Edgewise Therapeutics (NASDAQ:EWTX), a clinical-stage biopharmaceutical company developing orally bioavailable small molecules for rare muscle disorders, announced positive long-term results from its MESA open-label extension study of sevasemten.
The data suggests that sevasemten, a first-in-class selective fast myofiber myosin inhibitor, may fundamentally alter the disease trajectory for individuals living with Becker muscular dystrophy (BMD).
The updated results highlight a significant divergence from the expected natural history of the disease.
In the CANYON cohort, patients treated with sevasemten showed a functional score improvement of +0.1 on the North Star Ambulatory Assessment (NSAA) at the two-year mark, compared to a predicted natural history decline of -2.9 points.
Even more striking were the results from the ARCH cohort, which demonstrated stabilization at +0.1 points over 3.5 years, contrasting sharply with a predicted decline of -5.3 points.
The study also reflected high patient confidence and commitment, with nearly 99% of all eligible participants from previous trials electing to enroll in the MESA extension.

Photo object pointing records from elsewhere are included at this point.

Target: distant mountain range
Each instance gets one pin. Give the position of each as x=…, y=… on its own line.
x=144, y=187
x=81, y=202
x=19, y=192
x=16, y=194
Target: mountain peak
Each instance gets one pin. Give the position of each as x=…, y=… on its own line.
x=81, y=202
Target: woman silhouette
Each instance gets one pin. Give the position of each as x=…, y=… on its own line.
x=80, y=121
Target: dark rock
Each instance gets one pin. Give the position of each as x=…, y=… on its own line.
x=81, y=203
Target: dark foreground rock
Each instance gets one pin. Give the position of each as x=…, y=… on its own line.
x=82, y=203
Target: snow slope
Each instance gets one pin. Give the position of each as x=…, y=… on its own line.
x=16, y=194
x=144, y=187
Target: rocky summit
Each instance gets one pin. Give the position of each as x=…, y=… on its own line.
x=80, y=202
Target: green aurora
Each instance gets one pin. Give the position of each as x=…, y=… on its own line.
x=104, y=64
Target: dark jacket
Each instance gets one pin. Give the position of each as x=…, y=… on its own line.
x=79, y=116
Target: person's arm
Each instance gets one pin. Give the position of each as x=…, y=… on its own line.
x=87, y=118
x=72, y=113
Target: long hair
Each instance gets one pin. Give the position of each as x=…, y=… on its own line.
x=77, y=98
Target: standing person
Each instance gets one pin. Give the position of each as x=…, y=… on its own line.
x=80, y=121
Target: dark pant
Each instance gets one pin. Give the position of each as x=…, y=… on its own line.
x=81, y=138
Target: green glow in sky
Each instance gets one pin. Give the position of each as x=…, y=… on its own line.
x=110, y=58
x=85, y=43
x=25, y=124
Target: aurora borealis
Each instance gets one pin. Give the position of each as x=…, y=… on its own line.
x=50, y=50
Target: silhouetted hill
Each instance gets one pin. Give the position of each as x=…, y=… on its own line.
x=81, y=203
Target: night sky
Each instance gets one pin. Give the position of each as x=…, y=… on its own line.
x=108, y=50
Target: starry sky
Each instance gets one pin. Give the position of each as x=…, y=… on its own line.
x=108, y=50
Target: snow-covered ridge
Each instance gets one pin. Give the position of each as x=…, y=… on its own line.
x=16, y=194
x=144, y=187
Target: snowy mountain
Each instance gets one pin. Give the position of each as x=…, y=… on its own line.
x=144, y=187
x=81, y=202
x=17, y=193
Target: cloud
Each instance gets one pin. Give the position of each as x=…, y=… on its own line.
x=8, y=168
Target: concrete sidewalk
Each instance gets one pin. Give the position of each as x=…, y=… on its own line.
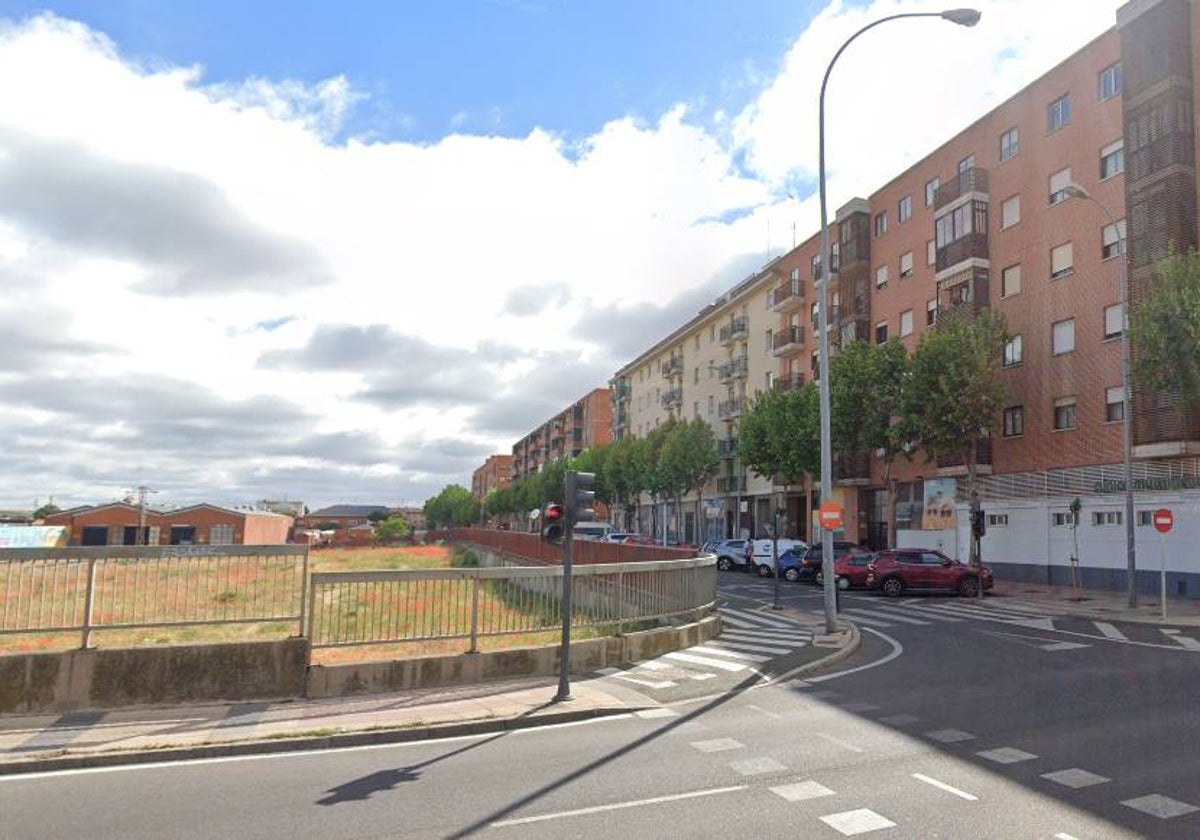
x=1098, y=604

Beyond the functional metrics, sevasemten maintained a favorable long-term safety and tolerability profile, with no treatment-related serious adverse events reported during the extended observation period.
All eyes in the rare disease community are now turning toward the company's pivotal Phase 2/3 GRAND CANYON trial.
This placebo-controlled cohort is expected to provide a topline readout in the fourth quarter of 2026.
If the results are positive and reflect the stabilization seen in the open-label data, Edgewise intends to move forward with a marketing application to the FDA and global regulatory bodies.